GALATASARAY, işimi bitirip, rahat olmak istiyorum diyordu. Gerets, tüm hücum botlarını sahaya sürüp, bir an önce rahatlayayım havasındaydı. Üç silahşor; Hakan-Ümit-Necati işi bitirip oh demek niyetindeydi.
Ama silahşörler tutuktu. Çünkü bu üçlü, önce kanatlardan alacakları toplar, sonra rakip alanda yapılacak 2’ye 1 paslarla hedefe gideceklerdi. Ama bu saydığım iki varyasyon da, birinci bölümde yoktu.
Sabri, hem defans düşüncesiiçinde olacak, hem rakibi rahatsız edecekti. Hasan Şaş, bir sağda, bir solda olunca işler arap saçına döndü. Bu bölümde Galatasaray lodosa tutulmuş vapur gibi sallanıp durdu.
Ama ikinci bölümde lodos gitmiş, yerini poyraza bırakmıştı. Kanatlar rüzgar gibi esmeye başladı, Samsunspor dalgalanmaya başladı. O zamana kadar bir dalga kıran durumunda olan Samsunspor, Hakan soldan, Sabri sağdan esmeye başlayınca yıkıldı.
Yarıştan kopmayız
Galatasaray’ın kazanma duygusu bu ikinci bölümde başlamıştı. Volkan’ın hırsı, top kullanması, Saidou’nun top çalması Samsunspor’un bir anda ilk bölümdeki hırsını kırdı. Kırılınca da dağıldı.
Kendi sahanda oynuyorsan, rakibin devirmenin tek oyun kalıbı kanatları delmekten başlar. İşte bunu da Galatasaray gecikmeli de olsa yaptı. Hasan’ın hırsı arttı, Tomas ve Song’un kademeleri verimli oldu.

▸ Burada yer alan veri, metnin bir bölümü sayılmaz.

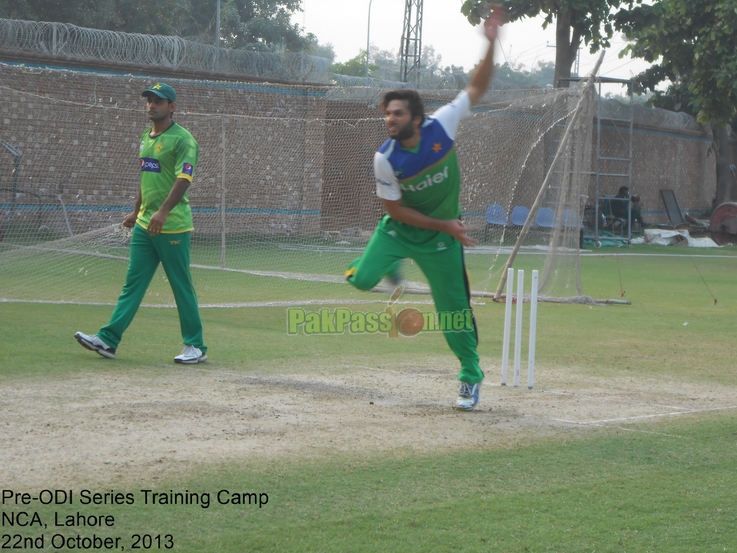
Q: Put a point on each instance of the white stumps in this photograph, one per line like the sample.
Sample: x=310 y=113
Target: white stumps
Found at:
x=518 y=325
x=507 y=324
x=520 y=299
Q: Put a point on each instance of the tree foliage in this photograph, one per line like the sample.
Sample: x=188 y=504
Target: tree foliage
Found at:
x=247 y=24
x=576 y=22
x=693 y=45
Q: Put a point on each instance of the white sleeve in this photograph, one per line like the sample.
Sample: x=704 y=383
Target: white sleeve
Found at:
x=450 y=115
x=387 y=185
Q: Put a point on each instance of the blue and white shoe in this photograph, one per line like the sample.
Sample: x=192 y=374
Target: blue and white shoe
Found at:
x=93 y=343
x=468 y=396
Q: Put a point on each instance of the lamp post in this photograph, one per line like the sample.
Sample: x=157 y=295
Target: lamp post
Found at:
x=368 y=36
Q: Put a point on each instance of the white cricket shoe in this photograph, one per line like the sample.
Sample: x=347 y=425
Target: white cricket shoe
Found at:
x=93 y=343
x=190 y=355
x=468 y=396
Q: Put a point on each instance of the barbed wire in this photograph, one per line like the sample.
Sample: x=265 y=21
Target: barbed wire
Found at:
x=64 y=39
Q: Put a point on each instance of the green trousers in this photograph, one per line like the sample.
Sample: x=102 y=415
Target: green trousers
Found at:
x=445 y=272
x=146 y=252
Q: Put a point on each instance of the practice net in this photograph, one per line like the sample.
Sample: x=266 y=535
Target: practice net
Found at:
x=283 y=198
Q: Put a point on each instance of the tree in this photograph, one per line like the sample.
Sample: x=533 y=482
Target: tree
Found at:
x=314 y=48
x=517 y=76
x=576 y=21
x=355 y=67
x=694 y=45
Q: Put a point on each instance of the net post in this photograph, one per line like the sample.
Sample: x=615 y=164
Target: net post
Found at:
x=533 y=332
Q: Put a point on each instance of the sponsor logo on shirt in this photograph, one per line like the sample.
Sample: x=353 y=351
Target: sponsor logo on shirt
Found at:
x=429 y=181
x=150 y=165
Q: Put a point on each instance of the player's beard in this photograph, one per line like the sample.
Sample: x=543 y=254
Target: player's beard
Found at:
x=408 y=131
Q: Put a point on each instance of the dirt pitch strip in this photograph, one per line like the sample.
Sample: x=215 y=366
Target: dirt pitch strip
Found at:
x=134 y=426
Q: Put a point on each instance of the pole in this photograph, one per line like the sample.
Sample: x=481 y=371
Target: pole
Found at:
x=217 y=38
x=368 y=36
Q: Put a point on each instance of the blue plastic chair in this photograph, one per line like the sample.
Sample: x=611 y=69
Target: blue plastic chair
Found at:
x=545 y=218
x=495 y=215
x=519 y=215
x=570 y=219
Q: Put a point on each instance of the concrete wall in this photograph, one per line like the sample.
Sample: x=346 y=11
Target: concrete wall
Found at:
x=296 y=160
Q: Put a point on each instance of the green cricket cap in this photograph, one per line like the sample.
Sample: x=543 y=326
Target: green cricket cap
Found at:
x=162 y=91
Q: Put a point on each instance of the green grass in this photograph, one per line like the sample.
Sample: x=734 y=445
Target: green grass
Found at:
x=656 y=486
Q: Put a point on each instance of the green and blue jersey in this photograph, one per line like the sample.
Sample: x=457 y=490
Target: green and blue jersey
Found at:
x=165 y=158
x=425 y=178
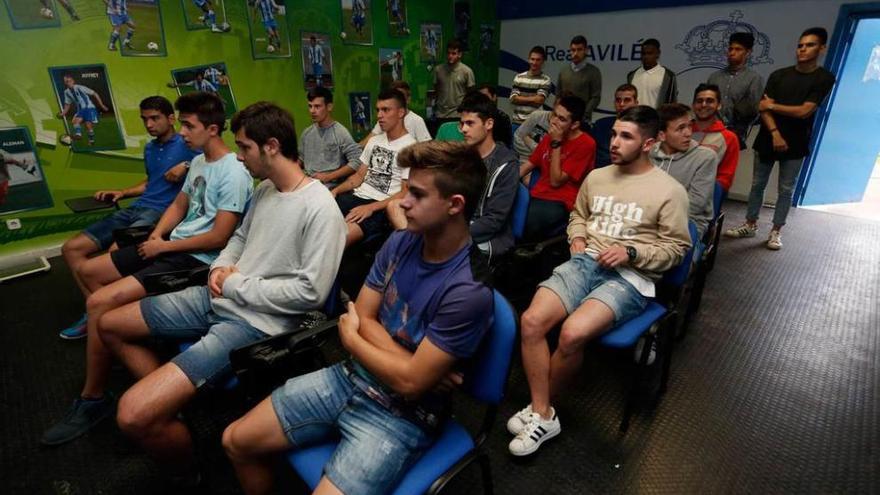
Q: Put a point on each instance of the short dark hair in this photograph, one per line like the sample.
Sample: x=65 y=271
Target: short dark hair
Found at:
x=158 y=103
x=393 y=94
x=671 y=111
x=575 y=105
x=264 y=120
x=457 y=168
x=539 y=50
x=652 y=42
x=708 y=87
x=644 y=117
x=578 y=40
x=320 y=92
x=627 y=87
x=207 y=107
x=747 y=40
x=478 y=103
x=818 y=32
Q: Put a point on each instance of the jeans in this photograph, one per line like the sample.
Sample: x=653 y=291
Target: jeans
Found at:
x=788 y=174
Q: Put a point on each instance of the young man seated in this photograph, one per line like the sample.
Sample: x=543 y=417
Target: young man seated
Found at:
x=422 y=312
x=710 y=132
x=200 y=221
x=329 y=154
x=564 y=157
x=692 y=165
x=363 y=197
x=629 y=226
x=280 y=263
x=166 y=161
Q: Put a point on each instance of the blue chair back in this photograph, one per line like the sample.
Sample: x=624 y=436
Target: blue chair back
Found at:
x=487 y=377
x=677 y=276
x=520 y=211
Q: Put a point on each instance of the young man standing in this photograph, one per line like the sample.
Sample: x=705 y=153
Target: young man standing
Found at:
x=656 y=84
x=563 y=158
x=189 y=235
x=329 y=154
x=692 y=165
x=531 y=88
x=166 y=161
x=580 y=78
x=629 y=226
x=710 y=132
x=280 y=263
x=625 y=97
x=790 y=100
x=421 y=314
x=452 y=81
x=363 y=197
x=741 y=87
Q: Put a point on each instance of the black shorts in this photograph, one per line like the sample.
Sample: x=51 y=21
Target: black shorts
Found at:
x=373 y=226
x=128 y=262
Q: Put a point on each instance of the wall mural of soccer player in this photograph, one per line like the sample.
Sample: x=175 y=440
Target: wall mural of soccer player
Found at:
x=360 y=113
x=86 y=105
x=205 y=14
x=317 y=60
x=267 y=21
x=211 y=78
x=397 y=18
x=22 y=184
x=357 y=22
x=430 y=41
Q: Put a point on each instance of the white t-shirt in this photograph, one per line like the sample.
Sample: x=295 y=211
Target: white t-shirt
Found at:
x=415 y=125
x=383 y=178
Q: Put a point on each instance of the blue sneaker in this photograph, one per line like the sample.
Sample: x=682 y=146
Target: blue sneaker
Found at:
x=82 y=417
x=76 y=331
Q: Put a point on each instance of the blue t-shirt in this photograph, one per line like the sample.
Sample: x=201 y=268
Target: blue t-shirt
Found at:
x=221 y=185
x=158 y=159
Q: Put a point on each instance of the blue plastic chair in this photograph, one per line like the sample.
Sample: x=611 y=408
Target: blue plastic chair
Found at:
x=455 y=448
x=657 y=321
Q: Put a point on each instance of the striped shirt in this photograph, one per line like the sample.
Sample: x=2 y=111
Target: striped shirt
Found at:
x=525 y=84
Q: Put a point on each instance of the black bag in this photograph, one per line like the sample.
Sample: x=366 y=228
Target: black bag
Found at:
x=264 y=365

Futbolda bazı varyasyonlar ve oyun felsefesini tutturamazsan, teknik heyet olarak bazı değişiklikler yapmak zorundasın. Bir teknik adamın da bunu oyunu okuyarak yapması gerekir. Gerets de bunu yaptı. Ama burda en önemli olay Galatasaraylı futbolcuların biz bu işten kopmayız. Bize kimse engel olamaz. İşi sonuna kadar götürme düşüncesiydi. Kazanacağı her bir maç, gelecek için bir ümittir. Bu ümidi Galatasaray, lig sonuna dek sürdürecek.